It is also a contention that has pretty racist adherents; Charles Murray's
_Human Accomplishment_ book comes to mind. This isn't a coincidence, as
suggesting that non-western peoples have contribute nothing of value to this
"we" is pure western chauvinism, which is racism's non-identical twin brother.

------
Normal_gaussian
I have attended Sunday Remembrence at a cenotaph (in whichever town I resided
that year) every year since I turned 18.

In each place it is somewhat different.

In my home town it was a small affair. Barely attended and some
straightforward words. No depth of literature or political will; it isn't as
relevant to them.

In my university town it was a diverse affair. Many ages, many creeds, many
worlds. It was oddly right but oddly political.

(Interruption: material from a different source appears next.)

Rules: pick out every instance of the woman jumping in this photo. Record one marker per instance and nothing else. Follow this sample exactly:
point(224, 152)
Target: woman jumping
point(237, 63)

In my current town. A military town if there ever was one; it is a
despairingly religious event.

I don't feel any of these have been honest.

------
Normal_gaussian
A small point of interest:

The author takes issue with a line in the song/poem "I vow to thee my
country". The line is "the love that asks no questions".

Firstly, I confess to this being one of my favourite - if not my favourite -
poems. And in that I must confess to have a different take on it; what the
lyrics mean to me if you will.

I take a non-religious, but not strictly incompatible, reading. One where
"another country" is an ideal to strive for.

I read the "the love that asks no questions" to be the unconditional love of a
person for their country, and not an unconditional acceptance of their
governement or a surrendering of will. Whether this is the original intention
I do not know or really care.

It is in that line that these lyrics give me great strength. In a career where
I can easily emigrate, having few living ties, I could very easily blame the
country for all that I see as wrong and leave it.

But that of course doesn't help anyone but me - and likely only myself in the
short term. My love for my country shouldn't be strictly conditional on the
state those I disagree with have put it in. I have to recognise I am of my
country. I have to recognise that it is my responsibility.